The front office was empty, so he sat down and waited. After a couple minutes, a receptionist entered the room and asked him his name and appointment time. She wrote something down on a piece of paper, and then told him he could go on back to the room down the hall.
So he walked back to the small lab a few feet away. There was a nurse inside waiting for him. She scowled when she saw him, and sounded mad enough to spit as she asked a few questions preliminary to the drawing of blood.
After he handed her the paper that he brought with him, her demeanor quickly changed. "Oh," she said, "you're in the control group?" Her face brightened and she almost smiled. The harshness left her voice as she asked him to roll up his sleeve.
As the blood filled up the syringe attached to his arm, he began to look around the room. On a low shelf there were dozens of glass tubes filled with blood. They had colored labels on them. The light-colored labels said "schizophrenic", and the darker ones said "control."
Finally the last tube was filled, and she removed the needle from his arm. She put a bandage over the needle mark and then handed him a sheet of paper to take to the receptionist. He went to the front and got his pay, and then left; as glad to be out of that place as he was to finally have a little bit of money.
The small facility had no equipment of its own to do complicated tests on the blood that was collected there. Instead, it was all mailed to a large laboratory in another city, and there broken down into various component parts, which were measured and analyzed in many different ways.
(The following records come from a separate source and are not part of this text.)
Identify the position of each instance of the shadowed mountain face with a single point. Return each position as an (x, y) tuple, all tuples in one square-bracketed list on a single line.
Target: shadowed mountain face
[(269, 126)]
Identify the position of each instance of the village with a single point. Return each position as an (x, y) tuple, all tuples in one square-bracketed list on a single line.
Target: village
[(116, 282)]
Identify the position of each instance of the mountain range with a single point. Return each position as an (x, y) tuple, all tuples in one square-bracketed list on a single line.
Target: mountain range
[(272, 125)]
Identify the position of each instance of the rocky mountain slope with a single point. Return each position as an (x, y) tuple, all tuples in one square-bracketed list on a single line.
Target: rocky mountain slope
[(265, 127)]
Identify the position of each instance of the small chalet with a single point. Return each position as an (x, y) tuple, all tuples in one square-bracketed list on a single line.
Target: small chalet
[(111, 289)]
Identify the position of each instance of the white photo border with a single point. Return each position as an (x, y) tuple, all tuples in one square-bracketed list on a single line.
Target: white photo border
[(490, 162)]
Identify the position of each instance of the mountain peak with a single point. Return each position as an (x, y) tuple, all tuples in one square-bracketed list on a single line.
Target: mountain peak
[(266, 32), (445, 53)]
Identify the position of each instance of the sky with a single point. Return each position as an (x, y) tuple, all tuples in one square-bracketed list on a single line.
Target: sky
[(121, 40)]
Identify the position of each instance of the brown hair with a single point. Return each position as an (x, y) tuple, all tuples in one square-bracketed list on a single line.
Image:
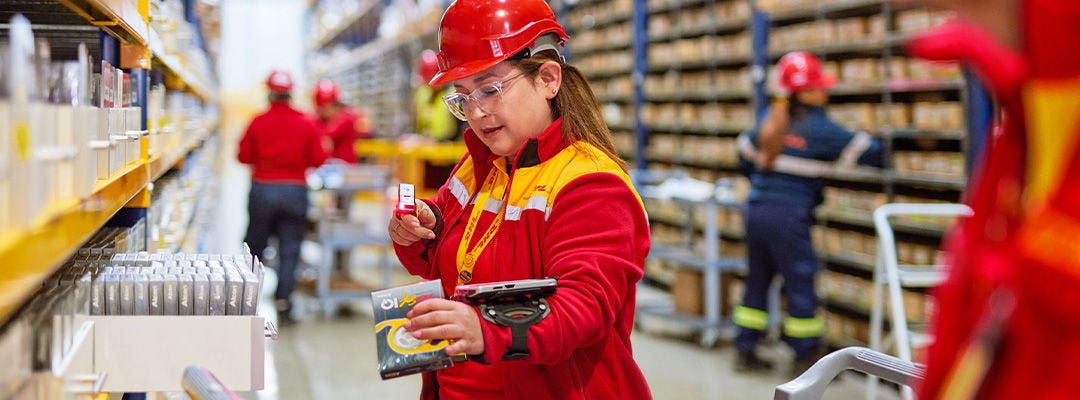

At great expense, any and every kind of difference that could be found between the two different groups of blood was recorded and then published in an article in a respected medical journal. The article commented extensively on what substances tended to be present in greater or lesser quantities in the blood of one classification of people versus that of the other classification.
All the authors of the study were congratulated by their colleagues and peers, and their reputations were significantly enhanced. Before the collection phase of the study was over, the nurse who extracted blood from every study participant learned to always check each one's paperwork before deciding how to treat them.
(Previously published on Lafango.com [in 2009 or 2010]).